A computer cluster is a group of linked computers, working together closely so that in many respects they form a single computer. The components of a cluster are commonly, but not always, connected to each other through fast local area networks. Clusters are usually deployed to improve performance and/or availability over that provided by a single computer, while typically being much more cost-effective than single computers of comparable speed or availability.

Cluster types:
High-availability (HA) clusters
High-availability clusters (also known as failover clusters) are implemented primarily for the purpose of improving the availability of services which the cluster provides. They operate by having redundant nodes, which are then used to provide service when system components fail. The most common size for an HA cluster is two nodes, which is the minimum requirement to provide redundancy. HA cluster implementations attempt to manage the redundancy inherent in a cluster to eliminate single points of failure.

Load-balancing clusters
Load-balancing clusters operate by distributing a workload evenly over multiple back end nodes.

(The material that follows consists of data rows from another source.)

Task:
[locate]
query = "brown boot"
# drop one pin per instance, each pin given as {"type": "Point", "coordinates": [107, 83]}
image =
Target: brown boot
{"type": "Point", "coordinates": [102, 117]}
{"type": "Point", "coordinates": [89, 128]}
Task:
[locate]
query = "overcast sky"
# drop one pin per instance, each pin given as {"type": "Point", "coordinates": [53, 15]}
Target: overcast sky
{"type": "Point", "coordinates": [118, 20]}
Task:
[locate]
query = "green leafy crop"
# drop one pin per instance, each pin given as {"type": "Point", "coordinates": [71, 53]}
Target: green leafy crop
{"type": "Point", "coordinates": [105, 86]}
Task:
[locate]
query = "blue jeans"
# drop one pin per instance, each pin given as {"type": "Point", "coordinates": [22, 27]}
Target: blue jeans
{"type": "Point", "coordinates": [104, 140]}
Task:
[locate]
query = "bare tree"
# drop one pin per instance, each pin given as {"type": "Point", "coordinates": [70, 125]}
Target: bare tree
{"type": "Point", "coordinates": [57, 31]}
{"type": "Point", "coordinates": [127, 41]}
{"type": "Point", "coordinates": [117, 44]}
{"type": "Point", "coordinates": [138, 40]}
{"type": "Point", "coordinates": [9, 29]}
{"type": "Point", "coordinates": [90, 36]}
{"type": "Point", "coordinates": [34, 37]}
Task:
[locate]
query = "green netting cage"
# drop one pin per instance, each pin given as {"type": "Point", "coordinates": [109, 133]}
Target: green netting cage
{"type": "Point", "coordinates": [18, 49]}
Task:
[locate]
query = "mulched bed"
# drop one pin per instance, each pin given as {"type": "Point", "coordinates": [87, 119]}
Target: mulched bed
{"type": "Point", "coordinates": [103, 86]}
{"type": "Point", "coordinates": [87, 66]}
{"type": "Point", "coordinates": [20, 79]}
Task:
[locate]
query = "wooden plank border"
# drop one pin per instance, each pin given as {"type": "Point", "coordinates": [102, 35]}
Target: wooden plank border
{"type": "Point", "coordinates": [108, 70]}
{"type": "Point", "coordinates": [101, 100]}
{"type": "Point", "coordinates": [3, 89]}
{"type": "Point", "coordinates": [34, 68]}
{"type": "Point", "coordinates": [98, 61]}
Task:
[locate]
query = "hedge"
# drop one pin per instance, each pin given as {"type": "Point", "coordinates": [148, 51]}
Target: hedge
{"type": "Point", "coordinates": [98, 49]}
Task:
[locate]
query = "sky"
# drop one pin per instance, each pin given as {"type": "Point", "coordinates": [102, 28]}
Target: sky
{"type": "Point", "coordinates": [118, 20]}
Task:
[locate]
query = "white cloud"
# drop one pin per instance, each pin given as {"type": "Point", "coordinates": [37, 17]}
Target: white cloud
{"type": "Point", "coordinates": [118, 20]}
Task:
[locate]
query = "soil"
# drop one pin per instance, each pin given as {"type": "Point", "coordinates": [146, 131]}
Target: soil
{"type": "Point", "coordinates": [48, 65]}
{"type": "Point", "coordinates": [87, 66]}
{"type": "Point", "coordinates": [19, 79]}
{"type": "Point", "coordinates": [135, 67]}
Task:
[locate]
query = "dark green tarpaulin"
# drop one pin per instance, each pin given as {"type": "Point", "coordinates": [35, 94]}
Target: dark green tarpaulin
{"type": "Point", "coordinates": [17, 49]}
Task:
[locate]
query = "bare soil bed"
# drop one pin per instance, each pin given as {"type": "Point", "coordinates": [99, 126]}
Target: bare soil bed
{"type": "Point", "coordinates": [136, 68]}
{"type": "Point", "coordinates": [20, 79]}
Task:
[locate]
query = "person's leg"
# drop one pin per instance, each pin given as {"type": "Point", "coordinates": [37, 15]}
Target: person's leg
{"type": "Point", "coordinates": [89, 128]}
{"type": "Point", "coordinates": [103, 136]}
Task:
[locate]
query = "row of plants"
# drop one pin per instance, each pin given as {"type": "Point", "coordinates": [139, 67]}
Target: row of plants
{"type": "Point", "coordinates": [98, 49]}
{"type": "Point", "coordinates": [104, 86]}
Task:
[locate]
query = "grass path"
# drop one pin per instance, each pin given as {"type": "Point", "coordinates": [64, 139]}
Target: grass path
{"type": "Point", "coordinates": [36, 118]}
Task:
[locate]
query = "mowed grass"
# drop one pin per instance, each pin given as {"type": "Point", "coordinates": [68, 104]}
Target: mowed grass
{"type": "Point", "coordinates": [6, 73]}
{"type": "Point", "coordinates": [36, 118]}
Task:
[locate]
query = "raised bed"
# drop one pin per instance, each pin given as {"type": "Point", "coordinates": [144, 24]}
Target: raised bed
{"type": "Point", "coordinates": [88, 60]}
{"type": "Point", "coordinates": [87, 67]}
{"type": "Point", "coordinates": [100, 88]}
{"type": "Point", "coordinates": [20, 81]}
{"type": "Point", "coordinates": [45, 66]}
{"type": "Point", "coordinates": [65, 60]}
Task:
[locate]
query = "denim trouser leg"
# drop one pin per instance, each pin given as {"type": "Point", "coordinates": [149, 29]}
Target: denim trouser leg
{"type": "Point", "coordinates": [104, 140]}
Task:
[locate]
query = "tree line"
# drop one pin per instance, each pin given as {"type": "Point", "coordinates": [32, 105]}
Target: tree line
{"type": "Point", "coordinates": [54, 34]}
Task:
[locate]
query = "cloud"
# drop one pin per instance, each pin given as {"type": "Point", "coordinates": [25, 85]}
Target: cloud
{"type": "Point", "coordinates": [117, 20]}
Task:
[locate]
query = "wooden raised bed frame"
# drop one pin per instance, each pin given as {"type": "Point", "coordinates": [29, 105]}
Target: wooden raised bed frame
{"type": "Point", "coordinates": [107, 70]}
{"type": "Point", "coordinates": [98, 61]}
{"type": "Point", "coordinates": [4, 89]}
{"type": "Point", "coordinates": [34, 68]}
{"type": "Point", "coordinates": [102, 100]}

Typically the cluster will be configured with multiple redundant load-balancing front ends.

Grid computing
Grid computing or grid clusters are a technology closely related to cluster computing. The key differences (by definitions which distinguish the two at all) between grids and traditional clusters are that grids connect collections of computers which do not fully trust each other, or which are geographically dispersed. (The term GRID to denote a distributed computing and storage environment was coined in 1998 by Ian Foster and Carl Kesselman. It refers to the metaphor of the power grid: computing capacity from a wall outlet and no need to install and maintain complex IT infrastructures on every location that needs access to applications.) Grids are thus more like a computing utility than like a single computer. In addition, grids typically support more heterogeneous collections than are commonly supported in clusters.